Los Angeles-based artist Ali Silverstein is often described as a painter, but such precise categorization ignores the broad sweep of her creativity. It’s far better to explain her multifaceted creations by describing her continuous process of painting, cutting and layering canvas—a means of grappling with big ideas humans have pondered for ages, impermanence and separateness chief among them.
“There is a gap between our desire to know or understand everything and the limited perspective that we have,” she explains. “When confronted with the frustration or mystery of that gap, my response is to propose creative possibilities. Not to search for the answer, but to experiment with and appreciate all of the beautiful forms that possible answers can take.”
Each of Silverstein’s works begins with what she calls a “motivating curiosity” that she documents and explores using media ranging from paint and pencil to photography, film and the written word. Then, in her sunlit studio, Silverstein begins the improvisational process of transforming that visual data. “I edit, cut up, pile, collect, erase, categorize and interact. I put things side by side; I create relationships,” she says.
Layering has always been at the heart of Silverstein’s approach, from the hanging fringes that partially obscure her collaged canvases to the translucent washes of color that comprise her commissioned portraits. But in her latest work, things are starting to expand out from the walls. “More and more I feel like it’s the whole room I’m dealing with,” she says.

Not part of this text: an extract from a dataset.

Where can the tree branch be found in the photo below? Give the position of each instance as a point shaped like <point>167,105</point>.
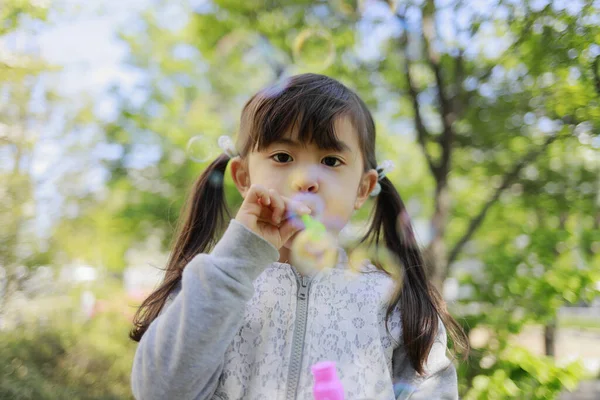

For her most recent series, Silverstein made rubbings on canvas of the remains of a British trawler that had washed up on an Icelandic beach, then spent a year transforming those fragments into a variety of forms: massive paintings, charred wood sculptures and even a video piece for an exhibition at the Museum of Contemporary Art Tucson.
To create her paintings and installations—which also appear in gallery exhibitions and private collections—Silverstein employs unconventional gestures and tools: Using brooms and long-handled brushes, she sweeps color across canvases laid flat on the floor or mounted on a wall, dragging the in-process works up and down ladders, from floor to wall and back again. Some remain whole, while others she cuts into smaller shapes that are later stacked, shuffled, glued onto other canvases, painted over and pulled off again.
Silverstein views her process as a continuum of action and response, arrangement and rearrangement, with a “finished” work being a snapshot of a point in time during this process. In other words, “if things stay around my studio, they will usually be acted upon—cut, glued, layered, rearranged,” she says. “I allow that constant shifting, and I think that’s almost the point.”